A molecular biophysicist, an organic chemist, and an astrophysicist honored with top prize

Published July 22, 2020

Blavatnik National Awards for Young Scientists Announces the 2020 Laureates

Today, three talented young scientists were named Laureates of the 2020 Blavatnik National Awards for Young Scientists. Each will receive $250,000, the largest unrestricted scientific prize offered to America’s most-promising, young, faculty-level scientific researchers. Scientists are eligible for the Award if they are aged 42 years and younger. The 2020 Laureates are:

  • Life Sciences: Clifford Brangwynne, PhD of Princeton University, for a discovery that upends previous understandings of the internal organization of cells.
  • Chemistry: William R. Dichtel, PhD, of Northwestern University, for pioneering methods to create novel, porous materials from simple, carbon-based building blocks.
  • Physical Sciences & Engineering: Brian Metzger, PhD of Columbia University, for settling a long-standing question about the origin of gold and other heavy elements in the universe.

“Science demands creativity, knowledge and persistence to solve the world’s most challenging problems,” said Len Blavatnik, Founder and Chairman of Access Industries, Head of the Blavatnik Family Foundation and Member of the Academy's President’s Council. “Through dedication to their research, these outstanding young scientists have harnessed their diverse interdisciplinary backgrounds to make discoveries that will change our society for the better.”

Nicholas B. Dirks, the Academy’s new President and CEO said, “This year marks the first time the Blavatnik National Awards has Laureates from Princeton University, Columbia University or Northwestern University, and we congratulate these institutions for their strong support of cutting-edge research in the sciences. We look forward to inviting these three winning scientists to participate as Laureates in the Academy, sharing their future innovations and discoveries with our members and the world at large.”

The 2020 Blavatnik National Awards competition received 305 nominees from 161 research institutions across 41 states. Nominees were evaluated by three independent juries—one for each of the Awards’ categories of Life Sciences, Physical Sciences & Engineering and Chemistry.

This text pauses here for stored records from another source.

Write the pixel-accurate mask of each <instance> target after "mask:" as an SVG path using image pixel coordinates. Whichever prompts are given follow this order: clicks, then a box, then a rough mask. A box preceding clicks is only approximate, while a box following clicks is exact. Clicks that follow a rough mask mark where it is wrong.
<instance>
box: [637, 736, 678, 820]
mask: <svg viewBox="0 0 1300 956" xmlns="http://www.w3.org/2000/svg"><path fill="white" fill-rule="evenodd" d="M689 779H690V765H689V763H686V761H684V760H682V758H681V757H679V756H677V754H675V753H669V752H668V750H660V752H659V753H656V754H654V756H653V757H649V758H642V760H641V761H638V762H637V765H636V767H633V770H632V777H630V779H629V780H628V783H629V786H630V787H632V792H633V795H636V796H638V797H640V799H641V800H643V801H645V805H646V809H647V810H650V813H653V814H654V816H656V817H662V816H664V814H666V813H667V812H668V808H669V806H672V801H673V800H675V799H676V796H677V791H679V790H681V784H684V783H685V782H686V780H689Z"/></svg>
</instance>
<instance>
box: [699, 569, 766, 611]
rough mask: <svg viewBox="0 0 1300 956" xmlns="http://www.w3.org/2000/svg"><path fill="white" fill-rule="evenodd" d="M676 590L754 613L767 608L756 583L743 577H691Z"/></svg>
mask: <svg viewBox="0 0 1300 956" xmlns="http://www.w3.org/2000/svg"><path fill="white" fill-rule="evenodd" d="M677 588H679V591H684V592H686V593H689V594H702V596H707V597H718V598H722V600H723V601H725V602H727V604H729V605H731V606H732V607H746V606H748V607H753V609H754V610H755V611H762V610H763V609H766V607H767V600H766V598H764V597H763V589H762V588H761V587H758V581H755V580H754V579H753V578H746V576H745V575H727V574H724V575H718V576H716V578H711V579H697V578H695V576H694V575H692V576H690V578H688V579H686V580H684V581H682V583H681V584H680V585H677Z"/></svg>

The judging panels, composed of some of America’s most distinguished scientists, selected these Laureates from a group of 31 finalists.

Because of the coronavirus pandemic, the annual Blavatnik National Awards ceremony and gala dinner in honor of the 2020 Laureates and Finalists has been postponed to 2021. The 2020 Blavatnik National Awards honorees will be celebrated alongside the 2021 Blavatnik National Awards honorees, on September 27, 2021, at the American Museum of Natural History in New York.